わからないこと……
快里は病院から帰ると、制服から着替える間もなくソファにもたれ込んだ。
わからないことがいくつもある。
それらが解決しない限り依子さんの症状が良くならない気がしていた。
僕を自分の夫と間違うということ。
その時の依子さんの表情は若々しい。そして僕のことを「快」と呼ぶ。「快」は依入先生のお父さんの名前だと言っていた。
なぜ僕のことを自分の夫だと思うのだろう。兄貴は僕の方が早く紹介されたからだと言われた。それも少しおかしい気がする。そんなことで夫になってしまうなら、宅配便の人などが毎回夫になってしまいそうだ。
それに、僕を見ると夫と言うことになるからには、何か理由があるのだろう。
それから、僕を生んだことになっているということ。
僕……とは断定できないかな。
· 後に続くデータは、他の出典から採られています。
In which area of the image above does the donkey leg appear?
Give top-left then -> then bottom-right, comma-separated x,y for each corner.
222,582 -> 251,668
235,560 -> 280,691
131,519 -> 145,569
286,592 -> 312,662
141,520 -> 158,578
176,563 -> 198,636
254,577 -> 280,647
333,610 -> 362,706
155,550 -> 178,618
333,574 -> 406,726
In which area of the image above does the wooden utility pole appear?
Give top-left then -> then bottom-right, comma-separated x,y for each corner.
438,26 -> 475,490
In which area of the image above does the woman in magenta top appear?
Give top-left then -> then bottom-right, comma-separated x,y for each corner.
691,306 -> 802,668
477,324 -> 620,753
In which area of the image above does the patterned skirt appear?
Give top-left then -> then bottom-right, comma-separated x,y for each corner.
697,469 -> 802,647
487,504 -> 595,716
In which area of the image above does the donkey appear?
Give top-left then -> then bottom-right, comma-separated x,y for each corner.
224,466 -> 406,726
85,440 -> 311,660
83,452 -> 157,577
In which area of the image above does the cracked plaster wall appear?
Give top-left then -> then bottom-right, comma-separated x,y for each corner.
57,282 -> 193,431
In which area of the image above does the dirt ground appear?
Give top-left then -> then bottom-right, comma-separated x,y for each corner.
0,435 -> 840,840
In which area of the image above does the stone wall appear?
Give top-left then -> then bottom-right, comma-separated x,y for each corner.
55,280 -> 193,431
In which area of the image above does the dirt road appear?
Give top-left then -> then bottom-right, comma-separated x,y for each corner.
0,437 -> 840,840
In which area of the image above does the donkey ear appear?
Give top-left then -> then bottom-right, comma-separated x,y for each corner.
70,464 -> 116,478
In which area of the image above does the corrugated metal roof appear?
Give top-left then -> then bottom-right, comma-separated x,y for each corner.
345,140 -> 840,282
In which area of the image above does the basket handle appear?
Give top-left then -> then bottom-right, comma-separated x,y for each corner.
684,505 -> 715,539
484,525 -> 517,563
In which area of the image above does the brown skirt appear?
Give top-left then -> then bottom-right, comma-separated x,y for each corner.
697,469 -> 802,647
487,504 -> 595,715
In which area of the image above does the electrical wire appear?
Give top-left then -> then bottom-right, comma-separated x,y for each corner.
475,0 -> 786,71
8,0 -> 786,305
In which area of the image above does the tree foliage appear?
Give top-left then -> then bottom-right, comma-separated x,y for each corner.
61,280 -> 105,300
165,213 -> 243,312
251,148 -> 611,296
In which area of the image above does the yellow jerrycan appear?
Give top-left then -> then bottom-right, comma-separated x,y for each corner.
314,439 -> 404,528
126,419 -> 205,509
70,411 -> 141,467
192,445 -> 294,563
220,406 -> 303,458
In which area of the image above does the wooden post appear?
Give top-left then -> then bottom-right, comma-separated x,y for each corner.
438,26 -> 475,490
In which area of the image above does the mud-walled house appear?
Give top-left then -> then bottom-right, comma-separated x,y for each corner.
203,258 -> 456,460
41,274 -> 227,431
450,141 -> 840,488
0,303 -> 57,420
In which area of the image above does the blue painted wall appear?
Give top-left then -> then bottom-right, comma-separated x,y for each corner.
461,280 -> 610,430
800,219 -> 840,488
「かいり」という名前の子供を産んだことになっているということ。
夫だと間違われたから、自分と関係づけしたくなっているだけかもしれない。
ここでわかる確実なことは、依子さんは頭の中で子供を産み、その子が「快里」と名付けられたことだけだ。
くわえて、依入先生の名前を聞くとヒステリーを起こすと言うこと。
そうか。
依子さんの頭の中の世界を否定する存在。つまり現実に引き戻す存在が依入さんなのか。
それぞれに関連があるな。
兄貴が言っているように、現実から逃げたい何かが依子さんの頭の中にあるのだろう。そしてそれは、依子さんの意識が意図的に忘れさせている。
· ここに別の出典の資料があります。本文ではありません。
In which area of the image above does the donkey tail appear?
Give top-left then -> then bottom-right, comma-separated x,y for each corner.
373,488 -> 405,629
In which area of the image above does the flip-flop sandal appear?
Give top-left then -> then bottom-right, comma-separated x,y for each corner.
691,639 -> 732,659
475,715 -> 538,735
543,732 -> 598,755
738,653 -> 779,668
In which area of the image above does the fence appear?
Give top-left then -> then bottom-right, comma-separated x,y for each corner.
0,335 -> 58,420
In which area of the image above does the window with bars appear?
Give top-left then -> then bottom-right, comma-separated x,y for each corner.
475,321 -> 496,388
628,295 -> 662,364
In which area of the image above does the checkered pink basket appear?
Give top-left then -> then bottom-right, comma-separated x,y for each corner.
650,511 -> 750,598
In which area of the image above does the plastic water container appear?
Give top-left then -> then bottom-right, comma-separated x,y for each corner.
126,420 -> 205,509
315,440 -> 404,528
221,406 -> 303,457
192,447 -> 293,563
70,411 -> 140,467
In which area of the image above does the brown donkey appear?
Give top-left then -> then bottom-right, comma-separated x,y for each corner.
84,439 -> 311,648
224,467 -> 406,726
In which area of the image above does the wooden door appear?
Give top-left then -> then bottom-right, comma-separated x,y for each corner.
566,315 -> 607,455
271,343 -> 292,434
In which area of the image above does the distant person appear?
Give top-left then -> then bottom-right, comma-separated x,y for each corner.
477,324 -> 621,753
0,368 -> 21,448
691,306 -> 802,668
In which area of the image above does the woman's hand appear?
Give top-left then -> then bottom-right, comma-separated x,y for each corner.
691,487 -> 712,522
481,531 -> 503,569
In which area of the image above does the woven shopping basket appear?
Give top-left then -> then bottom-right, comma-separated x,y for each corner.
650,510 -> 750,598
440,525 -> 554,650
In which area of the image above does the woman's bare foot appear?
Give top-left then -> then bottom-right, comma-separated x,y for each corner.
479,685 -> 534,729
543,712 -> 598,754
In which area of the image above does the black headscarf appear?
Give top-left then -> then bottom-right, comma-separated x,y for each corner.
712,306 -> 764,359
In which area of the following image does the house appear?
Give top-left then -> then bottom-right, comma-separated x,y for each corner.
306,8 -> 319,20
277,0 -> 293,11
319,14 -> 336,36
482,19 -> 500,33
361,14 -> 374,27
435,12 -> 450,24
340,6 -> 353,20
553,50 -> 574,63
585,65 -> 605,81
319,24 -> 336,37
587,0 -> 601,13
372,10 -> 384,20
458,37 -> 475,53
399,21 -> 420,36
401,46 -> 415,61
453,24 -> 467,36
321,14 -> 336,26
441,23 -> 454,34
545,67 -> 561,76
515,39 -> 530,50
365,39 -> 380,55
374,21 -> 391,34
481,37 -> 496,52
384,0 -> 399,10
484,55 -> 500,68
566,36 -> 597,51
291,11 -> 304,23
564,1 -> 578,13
依入先生の名前は、依子さんの本当の現実を意味しているから、その言葉で依子さんは現実に引き戻されてしまう。
でもなぜ、現実に引き戻されてしまってはいけないのだろう?
依子さんは頭の中で、「快」という夫との間に、「快里」という男の子を一人産んだ。一つ子。聞いたことがない言い方だ。双子ではないという否定を意味してるのだろうか。
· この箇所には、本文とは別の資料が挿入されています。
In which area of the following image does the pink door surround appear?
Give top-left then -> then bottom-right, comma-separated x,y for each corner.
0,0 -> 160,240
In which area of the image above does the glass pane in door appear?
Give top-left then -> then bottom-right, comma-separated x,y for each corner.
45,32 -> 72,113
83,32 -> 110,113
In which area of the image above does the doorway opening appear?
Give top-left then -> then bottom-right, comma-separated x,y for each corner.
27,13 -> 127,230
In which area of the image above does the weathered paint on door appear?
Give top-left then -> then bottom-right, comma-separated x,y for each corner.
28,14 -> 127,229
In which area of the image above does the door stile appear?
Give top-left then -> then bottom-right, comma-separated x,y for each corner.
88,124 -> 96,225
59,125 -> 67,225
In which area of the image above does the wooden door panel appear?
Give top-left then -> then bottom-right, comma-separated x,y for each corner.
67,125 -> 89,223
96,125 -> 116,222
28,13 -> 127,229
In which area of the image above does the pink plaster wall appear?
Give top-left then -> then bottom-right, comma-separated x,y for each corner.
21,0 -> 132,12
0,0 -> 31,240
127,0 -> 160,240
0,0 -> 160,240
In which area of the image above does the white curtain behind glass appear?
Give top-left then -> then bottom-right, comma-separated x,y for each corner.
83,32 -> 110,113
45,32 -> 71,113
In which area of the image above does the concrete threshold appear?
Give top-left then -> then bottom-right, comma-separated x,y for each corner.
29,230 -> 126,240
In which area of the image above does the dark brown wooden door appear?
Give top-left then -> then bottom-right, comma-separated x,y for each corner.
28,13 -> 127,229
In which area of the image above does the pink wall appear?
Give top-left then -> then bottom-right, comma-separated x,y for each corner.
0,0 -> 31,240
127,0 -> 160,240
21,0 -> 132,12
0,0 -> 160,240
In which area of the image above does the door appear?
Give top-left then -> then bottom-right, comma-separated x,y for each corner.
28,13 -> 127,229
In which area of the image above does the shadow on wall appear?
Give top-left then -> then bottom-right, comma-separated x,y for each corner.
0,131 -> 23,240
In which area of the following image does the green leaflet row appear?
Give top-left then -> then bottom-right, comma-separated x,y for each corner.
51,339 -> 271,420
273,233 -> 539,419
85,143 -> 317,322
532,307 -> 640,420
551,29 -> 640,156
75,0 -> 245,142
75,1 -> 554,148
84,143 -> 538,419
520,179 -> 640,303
つまり「かいり」という名前の少年を生まずに、「えいり」という名前の少女を生んだことが、依子さんのトラウマになっている?
訳がわからない。そんな物がトラウマになりうるのか?
僕と関係つけてしまうのは、想像力を膨らませすぎな気もする。
でも、こんな珍しい名前が男の子につけられることって、他にもあるのだろうか……。
堂々巡りになりそうな思考の渦に飲まれていた。
そこには、力が抜けて体がぐったりとしていた快里がいた。二人掛けのソファに駆けていたが体重の支えを失ってずるりと倒れ、そのまま手がぶらりと落ちた。
快里は穏やかに静かに息をしていた。